Year in Review 2017

Highlights from stories about strategic priorities at Johns Hopkins Medicine

Published in Dome - January/February 2018

A photo shows community outreach.

COMMUNITY OUTREACH: Faith and Food, a free nutrition education program provided by the Johns Hopkins Office of Community Health, teaches members of African-American churches to improve their health by connecting their faith with their cultural heritage. 

An illustration represents a power outage.

INTEGRATION: Leaders and information system specialists throughout Johns Hopkins Medicine participate in an enterprise-wide simulation of a technology outage.

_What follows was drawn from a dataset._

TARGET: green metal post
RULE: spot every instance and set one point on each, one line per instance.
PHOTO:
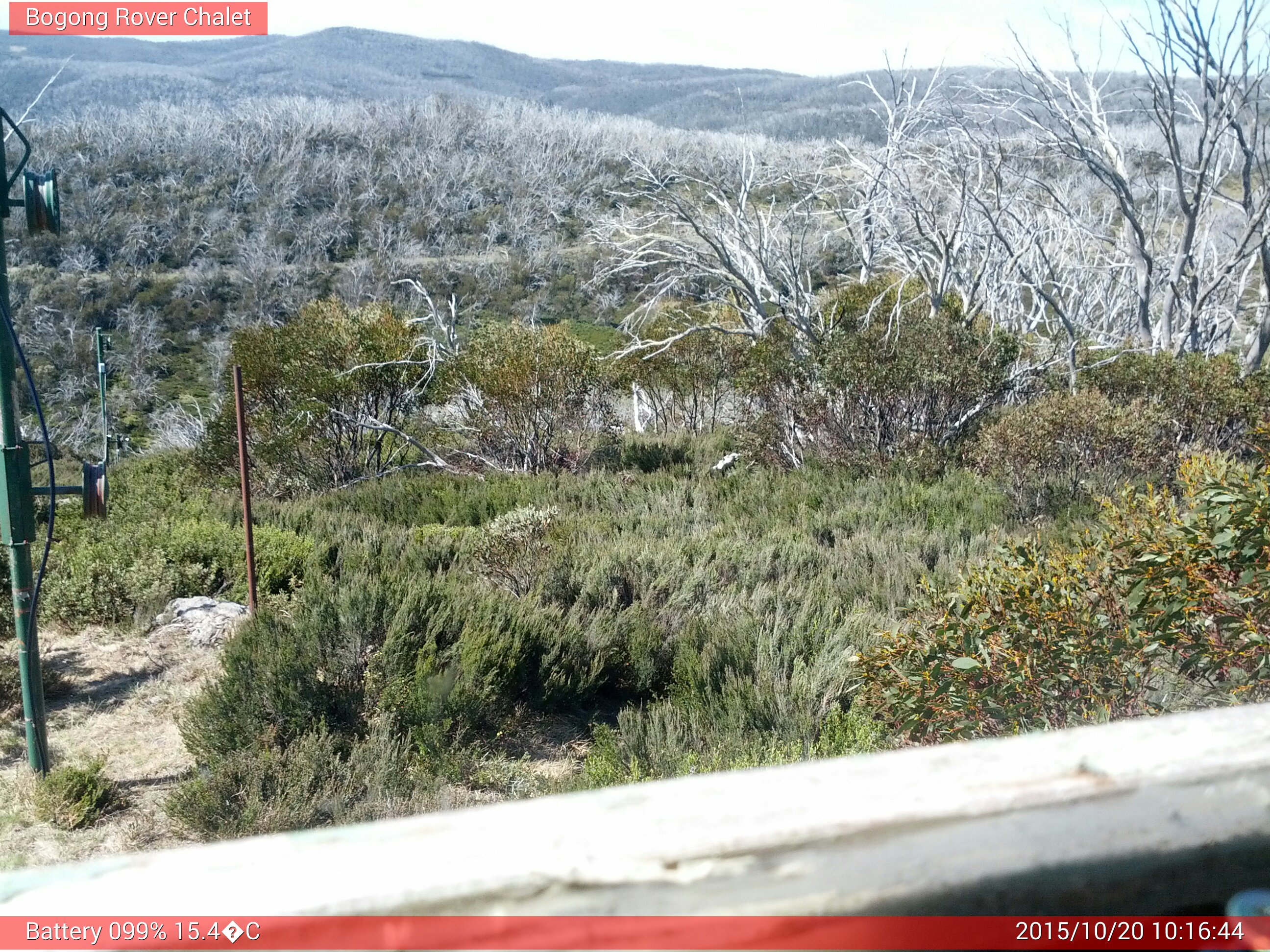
(18, 524)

Led by the Office of Critical Event Preparedness and Response (CEPAR), the Office of Emergency Management and the Department of Clinical Informatics, the disaster drill helps the organization prepare for a system-wide power failure.

A photo shows a pediatric resident with a young patient.

EDUCATION: The first cohort graduates from the Johns Hopkins All Children’s Hospital residency program. The new training model gives young doctors more time to learn about patients, diseases and systems.

A photo shows Dung Le.

BIOMEDICAL DISCOVERY: Scientists at Johns Hopkins Medicine and its Bloomberg~Kimmel Institute for Cancer Immunotherapy find that half of patients with 12 kinds of cancer that have so-called “mismatch repair” genetic defects respond to an immunotherapy drug called pembrolizumab (Keytruda). Their research leads the U.S. Food and Drug Administration to approve expanded use of pembrolizumab for these patients and heralds a successful example of personalized medicine combining genetics and immunotherapy.

An illustration shows a piggy bank representing blood savings.

PERFORMANCE: Johns Hopkins Medicine saves $2.4 million by reducing unnecessary blood transfusions across the health system, thanks to efforts by the system’s Blood Management Program using data acquired from the Epic electronic health records.

A photo shows Matsie Bosmans.

PATIENT- AND FAMILY-CENTERED CARE: Johns Hopkins is changing the way it cares for adolescents and young adults. New research and treatments for diseases increasingly recognize that this age group has physical and emotional characteristics that differ from those of young children or older adults.